As a Dance UK Student Representative for the University of Winchester I am involved with dance on an educational, professional and personal level. Excuse the cliché when I state quite honestly, that dance is my life. Dance means a vast and diverse range of things for each individual it touches; with certainty I can tell you that there are literally millions across our beautiful country that similarly to myself cannot imagine a life without it. Whether it means a livelihood, socialising, exercise, or escapism, it offers such a dynamic world of passion, expression, freedom and hope. Dance has been extremely underrated for a great many years below such other arts as drama or music despite the fact that our colourful dance history has bravely grafted the divide between the human body and mind.
This is not the only gap to be conquered by our discipline; some of the most committed crusaders for equality are pushing the line through this versatile medium. Dance is a medium that doesn’t see a difference between race, gender, age, sexuality or disability. Dance as an art-form is at the front line fighting against prejudice, bringing its wonder and spellbinding energy to all. Dance has the power to move people, the power to affect change and the power to bring us towards a brighter and more unified future. Dance is not for a high-brow few but for everyone.
Dance UK is the ‘national voice for dance’ aiming to ‘create a diverse, dynamic and healthy future for dance’. I hope that you will hear my personal passion here and the commitment of the body I have the honour to represent. Think of all the children’s glinting smiles as they wait in the wings for youth dance company shows, the giggles of elderly couples feeling youthful in a tango, the joy of the dance teachers watching their pupils pass their exams, the devotion of the dance choreographer on late night rehearsals.

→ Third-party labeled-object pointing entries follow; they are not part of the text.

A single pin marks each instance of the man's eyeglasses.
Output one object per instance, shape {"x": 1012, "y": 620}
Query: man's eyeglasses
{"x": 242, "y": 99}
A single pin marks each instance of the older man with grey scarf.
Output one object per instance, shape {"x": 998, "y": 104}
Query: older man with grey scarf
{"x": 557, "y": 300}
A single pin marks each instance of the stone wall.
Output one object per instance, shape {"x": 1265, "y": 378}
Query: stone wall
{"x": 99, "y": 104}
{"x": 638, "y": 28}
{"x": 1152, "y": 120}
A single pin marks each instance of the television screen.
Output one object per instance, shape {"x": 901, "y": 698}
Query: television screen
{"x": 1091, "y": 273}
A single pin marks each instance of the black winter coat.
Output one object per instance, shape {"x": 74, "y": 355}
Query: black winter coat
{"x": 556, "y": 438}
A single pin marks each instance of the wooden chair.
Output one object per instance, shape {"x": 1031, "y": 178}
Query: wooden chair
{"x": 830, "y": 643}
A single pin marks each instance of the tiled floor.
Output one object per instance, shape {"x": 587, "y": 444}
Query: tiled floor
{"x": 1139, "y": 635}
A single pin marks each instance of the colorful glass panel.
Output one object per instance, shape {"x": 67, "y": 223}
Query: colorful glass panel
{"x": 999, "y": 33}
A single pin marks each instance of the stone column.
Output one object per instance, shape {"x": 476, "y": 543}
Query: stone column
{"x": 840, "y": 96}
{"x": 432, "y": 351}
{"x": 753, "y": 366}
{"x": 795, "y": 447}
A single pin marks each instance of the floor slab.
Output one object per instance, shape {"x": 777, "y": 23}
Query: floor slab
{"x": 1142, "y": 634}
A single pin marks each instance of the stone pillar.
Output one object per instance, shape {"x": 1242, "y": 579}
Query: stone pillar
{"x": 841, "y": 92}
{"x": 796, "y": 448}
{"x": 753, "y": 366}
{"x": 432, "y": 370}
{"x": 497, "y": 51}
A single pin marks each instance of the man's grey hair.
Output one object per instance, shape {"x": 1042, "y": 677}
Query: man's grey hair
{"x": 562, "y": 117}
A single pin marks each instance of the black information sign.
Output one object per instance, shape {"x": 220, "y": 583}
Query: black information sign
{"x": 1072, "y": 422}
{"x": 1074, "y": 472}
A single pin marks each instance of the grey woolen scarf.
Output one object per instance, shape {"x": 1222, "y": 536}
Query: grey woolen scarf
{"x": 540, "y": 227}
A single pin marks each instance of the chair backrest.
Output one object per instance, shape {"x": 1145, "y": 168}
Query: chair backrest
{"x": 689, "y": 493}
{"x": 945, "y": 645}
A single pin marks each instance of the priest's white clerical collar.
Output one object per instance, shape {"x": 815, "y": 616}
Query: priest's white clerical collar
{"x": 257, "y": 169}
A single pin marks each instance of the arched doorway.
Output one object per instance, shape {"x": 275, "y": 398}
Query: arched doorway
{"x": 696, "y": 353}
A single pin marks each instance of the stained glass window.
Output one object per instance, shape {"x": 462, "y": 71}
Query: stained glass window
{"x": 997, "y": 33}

We are all too aware of the problems in the current world climate, the economic crisis, the wars and the suffering, the natural disaster and the sickness, but dance stands strong against the depression of hard times. British people need the morale and the inspiration that dance brings, for it is more than simply an art, more than simply food for thought: it is revitalisation for the heart.
Below is just an example of what I chose to send to my local MP, and there is also a link for anyone who will support this fantastic campaign:
As a Dance UK student Representative I am supporting DanceVote 2010, www.dancevote2010.com, the national campaign to put dance on the agenda of local political candidates.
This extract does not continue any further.